Colloque, 23 avril 2015

Le regard anatomiste: de l’analyse au fétichisme

Bertrand Marquer
couverture
La chair aperçue. Imaginaire du corps par fragments (1800-1918), événement organisé par Véronique Cnockaert et Marie-Ange Fougère

Le «regard de l’anatomiste» est une expression que j’emprunte à Rafael Mandressi, auteur de l’ouvrage Le Regard de l’anatomiste. Dissections et invention du corps en Occident. Ce dernier dit: «Les anatomistes débarquent sur le corps humain, mus par le dessein d’exposer au grand jour ses secrets. Ils redessinent sa carte, dressent une toponymie et fixent, se faisant, une topographie nouvelle. Ils redécouvrent en somme en soumettant le corps à une mise en morceaux». Plus loin, il explique que «l’anatomie est porteuse d’un projet de fragmentation auquel ses instruments, sa démarche concrète ne sont pas étrangers et qui finira par défaire la compréhension du corps en termes unitaires». Lorsqu’il définit le regard de l’anatomiste, Rafael Mandressi l’associe à un projet de fragmentation aboutissant à ce qu’il appelle une topographie nouvelle. Arpenter le corps en le soumettant à une mise en morceaux, c’est alors permettre sa redécouverte, mais également défaire la compréhension du corps en termes unitaires.

En prenant pour fil directeur cette définition du regard de l’anatomiste, je souhaiterais envisager l’herméneutique du corps fragmentaire qui traverse le XIXe siècle à l’aune d’un seul et même imaginaire, celui de l’analyse au sens entendu par Michel Foucault dans L’essence de la clinique. Dans une perspective diachronique, d’abord, afin de montrer les conséquences de la reprise par la littérature du modèle clinique du regard perçant, qui une «singulière» métaphore désignant le regard de l’anatomiste.
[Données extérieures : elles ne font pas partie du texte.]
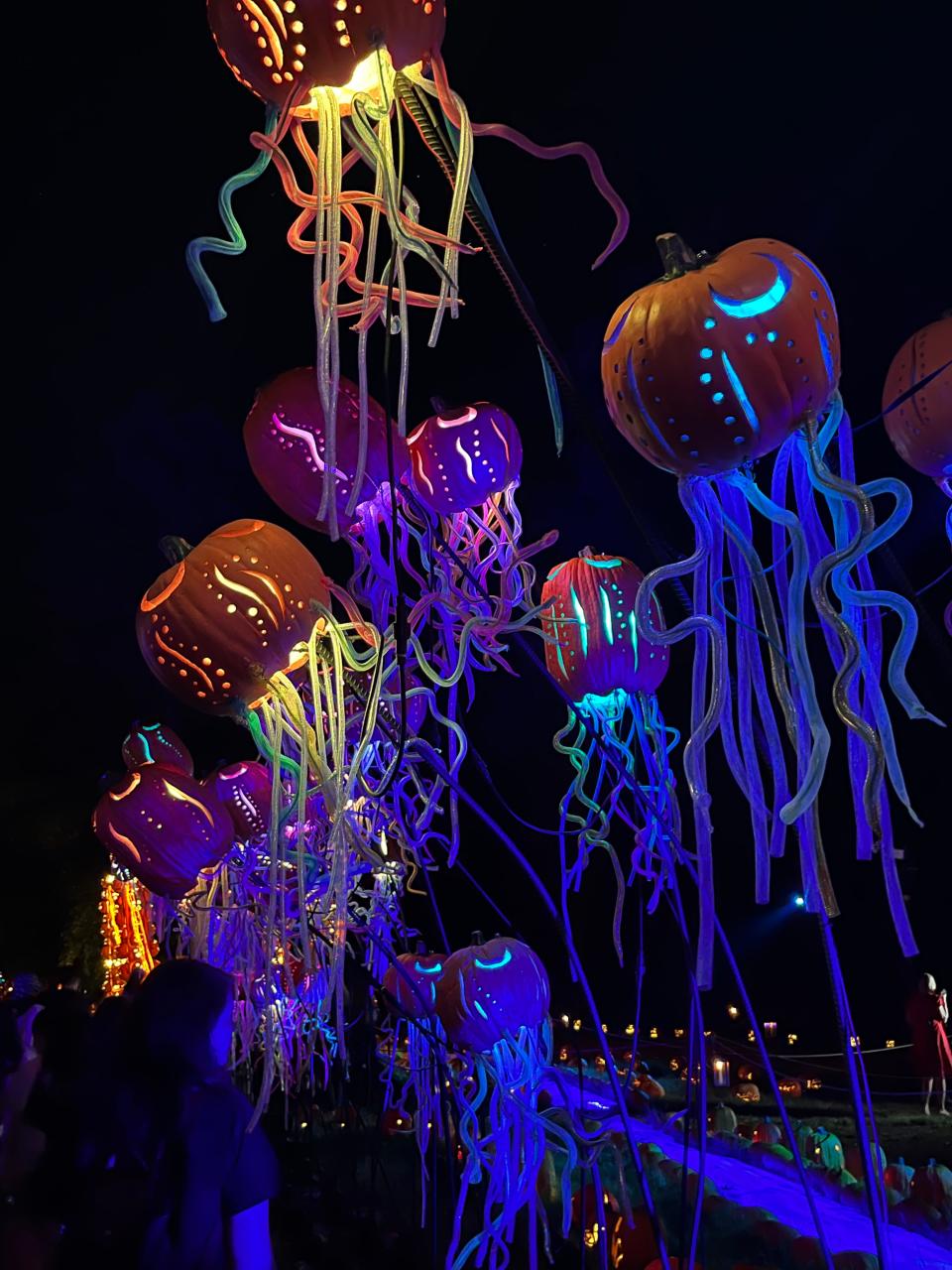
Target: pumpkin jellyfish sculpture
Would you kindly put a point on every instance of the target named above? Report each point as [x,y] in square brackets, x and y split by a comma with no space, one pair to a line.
[335,77]
[493,1001]
[920,425]
[231,627]
[612,676]
[722,361]
[416,1033]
Puis, dans une perspective synchronique en me focalisant de manière plus précise sur ce que l’on pourrait nommer l’optique fétichiste de la littérature fin de siècle, optique fétichiste qui pervertit le pouvoir analytique du regard de l’anatomiste sans pour autant sortir de la visée clinique.

Bertrand Marquer est maître de conférences à l’Université de Strasbourg, Habilité à Diriger des Recherches, et membre «junior» de l’Institut Universitaire de France. Ses recherches portent principalement sur les rapports entre discours littéraire et discours médical au XIXesiècle, et sur l’impact de leur croisement dans l’histoire des représentations. Il est l’auteur de trois monographies: Les Romans de la Salpêtrière. Réceptions d’une scénographie clinique (Droz, 2008); Naissance du fantastique clinique (Hermann, 2014); L’Autre siècle de Messer Gaster?